Luke Arno luke.arno at gmail.com
Thu Oct 6 09:17:08 PDT 2005


On 10/6/05, Danny Ayers <danny.ayers at gmail.com> wrote:
> On 10/5/05, Luke Arno <luke.arno at gmail.com> wrote:
> > This debate has become so religious I figured I might as well go all the way.
> >
> > On 10/5/05, David Janes -- BlogMatrix <davidjanes at blogmatrix.com> wrote:
> > >
> > > The creation of microformats is very much analogous to the creation of
> > > English language dictionaries, where common usage was examined, codified
> > > and standardized. Before dictionaries went into common use, there were
> > > many acceptable ways of spelling the same word; afterwards, writers
> > > looked dictionaries to find the correct way to spell words.
> > >
> > > Microformats are the dictionary of XHTML semantic content.
>
> Nice, very nice.
>
> > It's language. It's evolution not "intelligent design."
>
> Hmm, that seems a stretch. The dictionary analogy could perhaps be
> described as natural selection, a filtering of spelling that works for
> people. But is that filtering something from a natural environment
> (such as the Web) or an artificial design thing? Also I don't see much
> mutation (I'm not sure tweaks are enough for the origin of species),
> and the breeding that's taking place does largely seem to be within a
> fairly closed community ;-)
>

I wasn't speaking of evolution within the microformats community. I was
referring to evolution of semantics in markup across the Web.

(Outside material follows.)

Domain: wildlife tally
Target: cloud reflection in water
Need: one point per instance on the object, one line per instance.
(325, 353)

It is not just a metaphor. Language is literal evolution. Check out chapter
10 of "The Selfish Gene" by Richard Dawkins.

> In the context of software some intelligent design is needed to get
> things started. I guess my concerns from the "Educationg Others"
> thread could maybe be summarised as the microformats development
> process being weighted towards Selection rather than Intelligent
> Reaction (to borrow Adam Bosworth's phrase) to issues raised.
>

I don't even like the phrase "microformats development" for what is
happening here. That is why I object to requiring an overarching problem
statement for microformats. It is not a development effort at its core.

Individual microformats have problem statements but observe step 2
in the microformats process.

http://microformats.org/wiki/process

I do agree with you that a little intelligence and fore site is in
order as well.
Dawkins writes at the end of the chapter sited above:

"We alone on earth can rebel against the tyranny of our selfish replicators."